Em decorrência das eleições presidenciais, estamos vivenciando um conflito diário que culminou com a divisão do país.

A discussão que deveria permanecer apenas no campo ideológico, aos poucos, está se transformando em intolerância e, consequentemente, em ofensas pessoais.

Os cidadãos que se uniram para pedir o fim da corrupção, agora estão se digladiando nas redes sociais, que se tornaram um campo de guerra, em que as pessoas são ofendidas pelas suas convicções pessoais.

Aos olhos da sociedade, se o cidadão vota na esquerda é a favor da corrupção, enquanto que, se vota na direita, defende a intolerância e o ódio.

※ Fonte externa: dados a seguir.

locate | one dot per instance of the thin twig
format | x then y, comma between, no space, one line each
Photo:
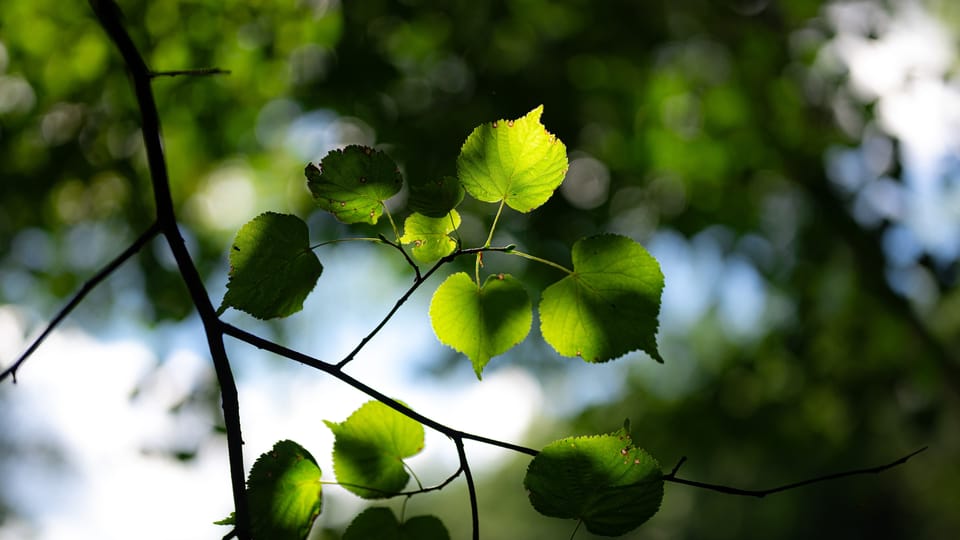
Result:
471,488
399,247
677,466
332,370
760,493
78,297
190,72
391,494
406,296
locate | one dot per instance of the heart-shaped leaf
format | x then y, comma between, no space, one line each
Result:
609,305
481,322
272,269
603,480
353,183
284,491
516,161
429,236
369,448
380,523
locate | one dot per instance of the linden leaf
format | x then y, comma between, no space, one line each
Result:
609,305
272,269
353,183
380,523
605,481
369,448
430,236
435,198
516,161
481,322
284,491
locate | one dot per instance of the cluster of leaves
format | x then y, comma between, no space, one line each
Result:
602,481
604,307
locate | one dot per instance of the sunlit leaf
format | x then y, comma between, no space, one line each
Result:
429,236
609,305
381,524
603,480
353,183
481,322
284,491
517,161
435,198
272,269
369,449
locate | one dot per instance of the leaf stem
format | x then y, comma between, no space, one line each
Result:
493,227
379,240
393,225
539,260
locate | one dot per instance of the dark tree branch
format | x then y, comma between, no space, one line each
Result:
399,247
110,17
416,285
190,72
760,493
78,297
471,488
334,371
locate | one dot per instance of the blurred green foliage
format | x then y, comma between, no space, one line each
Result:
710,120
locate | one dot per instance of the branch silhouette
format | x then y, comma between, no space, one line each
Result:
111,19
760,493
78,297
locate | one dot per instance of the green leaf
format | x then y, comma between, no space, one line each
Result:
353,183
603,480
481,322
609,305
380,524
517,161
272,269
435,198
369,448
430,236
284,491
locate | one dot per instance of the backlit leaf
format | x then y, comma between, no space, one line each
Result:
609,305
353,183
284,491
272,269
429,236
381,524
481,322
517,161
369,449
604,480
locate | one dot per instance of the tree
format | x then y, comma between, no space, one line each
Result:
735,142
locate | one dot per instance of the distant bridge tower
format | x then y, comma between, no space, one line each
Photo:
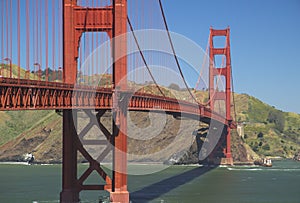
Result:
221,97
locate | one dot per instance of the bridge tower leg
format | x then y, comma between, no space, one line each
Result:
221,96
111,19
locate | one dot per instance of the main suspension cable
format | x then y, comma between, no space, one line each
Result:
174,53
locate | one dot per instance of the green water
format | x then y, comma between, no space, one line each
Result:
281,183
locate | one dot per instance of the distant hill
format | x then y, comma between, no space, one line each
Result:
265,130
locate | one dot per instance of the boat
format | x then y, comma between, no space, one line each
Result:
267,162
264,162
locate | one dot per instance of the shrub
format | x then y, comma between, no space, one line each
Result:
260,135
266,147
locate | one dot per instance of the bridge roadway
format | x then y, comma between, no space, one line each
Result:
22,94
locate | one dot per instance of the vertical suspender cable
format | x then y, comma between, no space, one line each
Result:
11,38
19,40
173,50
27,40
46,40
53,41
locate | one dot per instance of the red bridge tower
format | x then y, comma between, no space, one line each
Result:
214,93
112,20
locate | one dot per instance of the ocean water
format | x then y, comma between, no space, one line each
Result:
248,184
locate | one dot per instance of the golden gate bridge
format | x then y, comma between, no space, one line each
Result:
45,46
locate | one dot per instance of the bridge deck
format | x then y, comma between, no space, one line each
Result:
41,95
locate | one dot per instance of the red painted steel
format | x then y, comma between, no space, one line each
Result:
214,72
25,94
39,95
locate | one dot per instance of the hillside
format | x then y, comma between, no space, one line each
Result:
267,131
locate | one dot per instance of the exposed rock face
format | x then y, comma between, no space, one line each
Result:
152,137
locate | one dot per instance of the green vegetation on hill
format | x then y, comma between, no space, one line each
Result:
268,131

Ao mesmo tempo em que a sociedade se divide, os próprios candidatos, atentos aos resultados obtidos em virtude desta divisão, imediatamente reforçam suas campanhas eleitorais, deixando de lado as propostas e os problemas cruciais da saúde e segurança, alicerçando o discurso na necessidade de se escolher um dos lados.

Infelizmente, a campanha propositiva que deveria ocorrer, sobretudo, porque a sociedade está financiando a campanha eleitoral, aos poucos se transforma em uma verdadeira baixaria.

Os veículos de comunicação, por sua vez, que tinham a obrigação de resguardar a imparcialidade, estão sendo utilizados para interferir na escolha dos eleitores.

E o que causa mais espanto é que a democracia está sendo colocada em “xeque”, já que tanto candidatos quanto apoiadores ensaiam não aceitar o resultado das urnas.

Se a sociedade não mudar o comportamento, imediatamente, exigindo que os candidatos respondam aos questionamentos dos rumos do país e apresentem propostas factíveis, provavelmente iremos sofrer consequências de um governo instável.

Saúde, segurança pública e a moralidade na administração pública, são temas indispensáveis a serem abordados.

O fortalecimento da operação que culminou com a prisão de empresários, ex-gestores e políticos também merece um capítulo à parte nestas discussões, pois é inadmissível que haja um retrocesso no combate à imoralidade, que comprovadamente causou prejuízos imensuráveis ao erário durante décadas.

O cumprimento de decisões judiciais, ou seja, perdoar um condenado não deveria sequer ser mencionado no debate eleitoral, pois, afronta os princípios basilares de nossa Constituição, que embora seja nova, deve ser resguardada.

Neste momento, a sociedade não pode agir como coadjuvante, pois tem o papel principal e a responsabilidade de exigir um debate sério e responsável sobre os novos rumos de nosso país.

Deixemos os “lados” de lado, e passemos a questionar o que realmente é importante, pois, qualquer que seja eleito não irá governar apenas para àqueles que votaram, mas para todos.
Rodrigo Araújo é advogado militante e Conselheiro Estadual da OAB/MT.